In some ways a more hopeful, albeit a less immediate, method of addressing cancer with nanotechnology, is the use of microscopy tools for both early detection and unraveling the mechanisms by which cancer develops in us.It is in the latter case that Nongjian (N.J.) Tao and his fellow researchers at the Biodesign Institute at Arizona State University have developed a method for improving the spatial information to the microscopy technique known as electrochemical impedance spectroscopy (EIS).
The work that went into developing this technique was published in the journal Nature Chemistry. It seems the researchers have created a hybrid technique that combines EIS with a technique based on surface plasmon resonance (SPR).

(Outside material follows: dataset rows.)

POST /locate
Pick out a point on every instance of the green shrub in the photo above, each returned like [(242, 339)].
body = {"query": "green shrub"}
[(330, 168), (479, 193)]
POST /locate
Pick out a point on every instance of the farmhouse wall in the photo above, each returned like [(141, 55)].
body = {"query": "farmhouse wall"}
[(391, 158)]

The hybrid technique is being dubbed electrochemical impedance microscopy (EIM) and differs from traditional EIS in that it does not measure current but instead employs the plasmon resonance to show the changes in impedance optically.
This development means that it is now “possible to study individual cells, but also resolve subcellular structures and processes without labels, and with excellent detection sensitivity (~2 pS).”What these characteristics of the new technique enable is made clear in the video below in which researchers at Arizona State University now have the tools they need to look at the chemical modifications of the proteins that wrap up DNA up to control gene expression.
“Lots of people have gene defects that could lead to cancer but few actually get cancer,” explains Dr. Stuart Lindsay, Director, Center for Single Molecule Biophysics, at the Biodesign Institute at ASU. “Cancer is not a disease based on gene defects per se, but rather based on the chemical factors that control gene expression and those are the factors that we want to probe.”